Is there a bigger story here? I'm not the type that would find reading the Bible appealing but I can say without a shadow of doubt that if I would, it would not awaken any latent desires for religion.
This isn't meant to be insulting or dismissive, I have nothing but good will to GP, but statistically just reading the bible doesn't usually lead to joining a church. If it did, you could lose the rest of the evangelism and missionary practices and not really see a dent in the population of Christianity.
I don't think these are necessarily mutually exclusive, but treating them as if they are, I'm curious why. I would presume your definitions, based on this, that:
* agnostic = "I don't know if there is anything" * atheist = "I do know that there is nothing"
I have mostly met agnostic atheists, being "I don't know if there is anything, but I believe there's nothing", whereas it seems you are a gnostic atheist.
I'm curious because I somewhat took an opposite path in my life - reading Godel's Incompleteness Theorem exposed myself to the idea that I can't ever know what's out there, so it lead me to agnosticism.
Tom Bissell --- who is sort of a lighter, breezier version of the kind of essayist David Foster Wallace was, and who has done a lot of serious writing about and in video games, which is not my thing at all but maybe HN's --- has a sort of travel/essay book about the apostles, where he visits each of their purported burial sites and uses that as a starting point for an essay about some aspect of the region, the particular apostle, or some broader aspect of christian faith, which you might find interesting.
I do think coming into it without any particular expectations, and while watching secular videos about it, was actually helpful in being able to get something out of the text. I was raised Catholic but I guess my upbringing wasn't particularly rigorous in that way so I didn't have that many preconceived notions about what the text was "supposed to" say.
* I read the Bible out of curiosity and ended up joining a church, so that's pretty consequential.

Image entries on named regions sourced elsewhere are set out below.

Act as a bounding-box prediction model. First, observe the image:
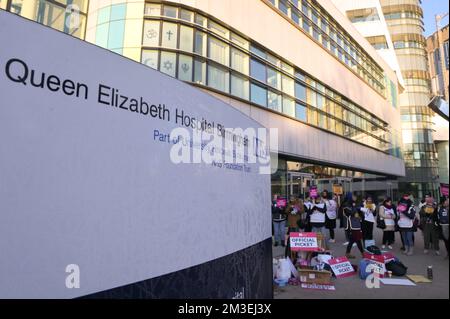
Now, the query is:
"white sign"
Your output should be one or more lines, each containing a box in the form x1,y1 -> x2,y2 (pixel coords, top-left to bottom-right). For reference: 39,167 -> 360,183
0,10 -> 271,298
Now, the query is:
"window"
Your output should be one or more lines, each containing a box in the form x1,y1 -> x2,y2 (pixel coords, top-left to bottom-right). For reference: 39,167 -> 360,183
145,3 -> 161,16
267,67 -> 281,90
159,51 -> 177,77
162,22 -> 178,49
208,36 -> 229,66
141,50 -> 159,70
209,20 -> 229,39
267,91 -> 281,112
282,75 -> 295,96
194,31 -> 206,56
142,21 -> 160,47
250,83 -> 267,106
208,65 -> 230,93
295,103 -> 306,122
180,9 -> 194,22
295,82 -> 306,102
194,59 -> 206,84
278,0 -> 288,15
180,25 -> 194,52
163,6 -> 177,18
178,54 -> 192,81
231,48 -> 249,75
250,59 -> 266,83
283,97 -> 295,117
231,75 -> 249,100
231,33 -> 250,50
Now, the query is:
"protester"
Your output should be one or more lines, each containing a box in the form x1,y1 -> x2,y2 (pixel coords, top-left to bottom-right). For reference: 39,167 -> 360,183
361,196 -> 376,247
419,194 -> 440,256
343,198 -> 364,259
378,197 -> 397,249
322,190 -> 337,243
309,192 -> 327,237
438,196 -> 449,259
302,193 -> 314,233
397,194 -> 417,256
272,198 -> 287,247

* Moby Dick and Journey to the West were probably the most sheer enjoyment I got out of books
* Learning C# 3.0 by Jesse Liberty is extremely dated at this point, and was dated even when I read it, but was the first book that made me "get" many basic OO concepts and taught me a language I've gotten a lot of professional mileage out of
* Skiena's Algorithm Design Manual and Sedewick/Wayne's Algorithms. Most people do algorithms in school. I learned about it while I was already writing programs for money all day, which means it deeply impacted the way I think about my work.
* Discrete Math with Applications by Epp -- I didn't read it all the way through but gave me the foundations to actually understand what the hell the books in the last bullet were talking about
* Battle Cry of Freedom by MacPherson was the first really meaty historical book I read. Turns out I like those a lot.
So many more but this seems like a reasonable place to stop for this discussion.